Busy Fulton Street is filled with passing cars but this dancer doesn’t seem to mind.
Men converse outside a mosque on Fulton Street.
The busy intersection of Nostrand Avenue and Fulton Street.
A mural of the late rapper Notorious B.I.G. on the side of a building off Bedford Avenue pays homage to the rapper that put the neighborhood on the map for many and gave the youth of Brooklyn the gift of rap as a political tool.
A child douses herself in a fountain at Herbert von King Park.
Hattie Carthan, a grassroots organizer who helped revitalize Bed-Stuy, inspired the creation of a landmarked environmental and cultural center with the Magnolia Grandiflora tree at its heart.

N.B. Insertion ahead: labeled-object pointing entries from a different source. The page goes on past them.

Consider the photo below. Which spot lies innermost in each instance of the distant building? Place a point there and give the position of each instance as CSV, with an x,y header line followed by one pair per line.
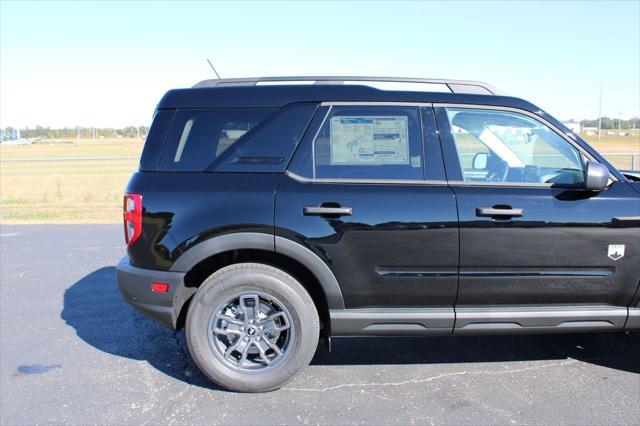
x,y
574,126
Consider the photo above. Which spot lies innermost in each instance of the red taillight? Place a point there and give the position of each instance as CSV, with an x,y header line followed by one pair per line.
x,y
132,217
159,287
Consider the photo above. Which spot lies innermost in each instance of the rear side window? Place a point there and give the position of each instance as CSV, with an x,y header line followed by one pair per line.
x,y
198,137
370,142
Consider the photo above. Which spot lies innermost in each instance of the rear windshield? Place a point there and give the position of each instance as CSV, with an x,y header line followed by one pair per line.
x,y
197,137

The landmarked Bridge Street African Wesleyan Methodist Episcopal Church, the oldest African-American church in Brooklyn. The church is generally known to have been a stop on the Underground Railroad.
The Stuyvesant Heights section of the neighborhood holds some of the longest sections of historic brick and limestone houses in Brooklyn. The area was designated a historic district in 1971.
The sun shines through the trees of Bed-Stuy.
The former St. John’s College.
Pedestrians walk in front of a mural near the eastern border of the neighborhood.
The Bed-Stuy streets are covered with street art.